井成のその自信がどこからやって来ているものなのかは不明だが、ピリっとした空気のせいか俺は何も言えない。牧野はふっと笑い出した。
「髪を染めて、多少話せるようになって、制服を着崩すことが、日坂にふさわしいと思っているのか? だとしたら、井成は日坂のことを分かってないな。」
牧野の自信もどこから来ているのか。
分からなかったが、牧野をじっと見つめて続きを待つ。
「形だけ合わせようとしてもダメだ。
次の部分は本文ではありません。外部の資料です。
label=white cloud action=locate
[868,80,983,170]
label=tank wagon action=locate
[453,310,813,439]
それに、井成がお前自身を失っているというのに魅力があるとでも思っているのか? 俺も自分自身に魅力があるかは分からないが、自分というものは常に持っているつもりだ。井成はそれをも放棄したんじゃないのか?」
無表情に、淡々と言葉を連ねる牧野。
井成の方は、さっきまであった余裕が消え去っている。
そして、止めの一言。
「日坂は、お前にやらない。生憎俺も、独占欲が強いものでね。」
その瞬間、井成の顔つきは険しいものになり、俺をチラリと見ると舌打ちをして荷物を持って出て行ってしまった。
ガタン
玄関の扉が締まる音が牧野の部屋まで聞こえた。
「……。」
「……。」
取り残された俺と牧野。お互いにお互いを見つめる。
牧野の鋭い視線に、目が離せない。